Maurizio Cerrato: “Mio padre ucciso per un parcheggio: è morto da eroe per difendermi”

Come è morto Maurizio Cerrato, La figlia Maria Adriana: "Io sempre fiera di lui. E non  avrebbe potuto trovare un modo migliore per andarsene"

Maurizio Cerrato: “Mio padre ucciso per un parcheggio: è morto da eroe per difendermi”

Maurizio Cerrato, 61 anni, lavorava come custode al Parco archeologico di Pompei. È stato ucciso  a Torre Annunziata, 41 mila abitanti nell’hinterland di Napoli, dove abitava.  Secondo gli inquirenti, erano quattro le persone che hanno prima ingiuriato e poi aggredito l’uomo che stava cambiando la ruota squarciata alla vettura della figlia. La ragazza, 21 anni, a loro giudizio aveva ‘occupato’ un posto ‘riservato’ in quella strada a uno di loro e per questo segnalato dalla sedia collocata accanto al bordo del marciapiede.

Maurizio Cerrato: “Mio padre ucciso per un parcheggio: è morto da eroe per difendermi”

Cerrato è stato colpito alla testa con un compressore portatile per gonfiare le gomme e poi accoltellato al petto, ed è morto poco dopo l’arrivo all’ospedale San Leonardo di Castellammare di Stabia. La ricostruzione dell’accaduto è stata fatta anche sulla base del racconto di Maria Adriana. Che oggi al Corriere della Sera in un’intervista racconta tutto il suo dolore: ” Io non ho paura di loro. Sono distrutta perché mi hanno tolto un pezzo del cuore, e sono arrabbiata. Ma sono più forte di loro. Ecco, questo vorrei che lo sapessero”.

La procura accusa quattro persone di averlo ucciso: Giorgio e Domenico Scaramella, Antonio Cirillo, Antonio Venditti. Due fratelli di 51 e 42 anni e due loro cugini di 33 e 26 — inferocito perché
Adriana si era permessa di spostare la sedia che quelli avevano messo davanti al marciapiede per riservarsi il posto auto a due passi da casa.  La ragazza l’ha tolta e ha parcheggiato lei, e loro prima
l’hanno insultata e le hanno squarciato una ruota, e poi le  hanno ammazzato il padre, che era intervenuto non certo per fare a botte ma soltanto per cambiare la ruota bucata.

L’altra notte li hanno arrestati tutti, e tutti sono accusati di omicidio premeditato con l’aggravante dei futili motivi. “Io non me la sento di giudicarli, ognuno ha le sue ragioni. – dice lei – Ovviamente quelle di chi ha preferito tacere non le condivido, ma non voglio giudicare nessuno”. Quanto al padre Maurizio: “Mio padre ha sempre detto che per le sue figlie si sarebbe fatto  ammazzare.

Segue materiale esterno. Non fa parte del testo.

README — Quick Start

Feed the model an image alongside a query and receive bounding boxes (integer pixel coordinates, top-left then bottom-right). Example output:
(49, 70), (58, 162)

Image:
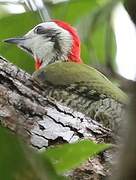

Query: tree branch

(0, 58), (112, 179)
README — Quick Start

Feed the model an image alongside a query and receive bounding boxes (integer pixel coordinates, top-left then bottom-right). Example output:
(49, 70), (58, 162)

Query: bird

(4, 19), (128, 132)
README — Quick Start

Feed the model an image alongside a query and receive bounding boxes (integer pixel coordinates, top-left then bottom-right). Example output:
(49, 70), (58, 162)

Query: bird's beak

(3, 38), (26, 45)
(3, 37), (33, 56)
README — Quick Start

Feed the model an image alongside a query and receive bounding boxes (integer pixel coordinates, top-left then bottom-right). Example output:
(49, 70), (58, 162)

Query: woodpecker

(4, 20), (127, 132)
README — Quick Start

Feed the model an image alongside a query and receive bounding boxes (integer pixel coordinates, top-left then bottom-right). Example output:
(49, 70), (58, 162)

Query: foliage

(0, 0), (118, 73)
(42, 140), (110, 173)
(0, 127), (109, 180)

Me lo ha detto anche la sera che lo hanno ammazzato. E io sarò sempre fiera di lui. E credo che forse non  avrebbe potuto trovare un modo migliore per andarsene”.

Napoli, la figlia: l’arresto dei killer? Sapevo che li avrebbero presi

Secondo la ricostruzione della procura uno dei quattro lo ha colpito al petto mentre gli altri lo tenevano fermo: così è morto Maurizio Cerrato. Ad accertarlo, coordinati dalla Procura di Torre Annunziata (Napoli), sono stati i carabinieri della locale compagnia che la scorsa notte hanno notificato un decreto di fermo con l’accusa per i quattro di omicidio volontario in concorso, aggravato dalla premeditazione e dai futili motivi. Prima della “spedizione punitiva”, Cerrato ha avuto una lite con uno degli indagati al quale ha rotto gli occhiali, offrendosi, subito dopo di ricomprarglieli.

L’uomo per tutta risposta lo ha colpito con un crick, ferendolo e allontanandosi per poi tornare, poco dopo, con gli altri tre complici per mettere a segno la missione di morte. Tutto è scaturito perché la figlia del 61enne aveva spostato in strada una sedia, lasciata per ‘occupare’ quel tratto, in modo da poter parcheggiare la sua auto. Un gesto, interpretato come uno sgarro, vendicato con la foratura di un pneumatico: un gesto che ha dato inizio alla catena di eventi conclusa con la morte di Cerrato.

Gli inquirenti, ancora una volta, denunciano l’assoluta mancanza di collaborazione da parte di coloro che hanno assistito all’omicidio, ma anche la volontà di ostacolare l’accertamento della verità, con l’occultamento dell’arma del delitto, l’alibi creato “ad hoc” da uno dei fermati e anche il tentativo di lavare le tracce lasciate durante l’assassinio sugli indumenti, trovati dai carabinieri nella lavatrice.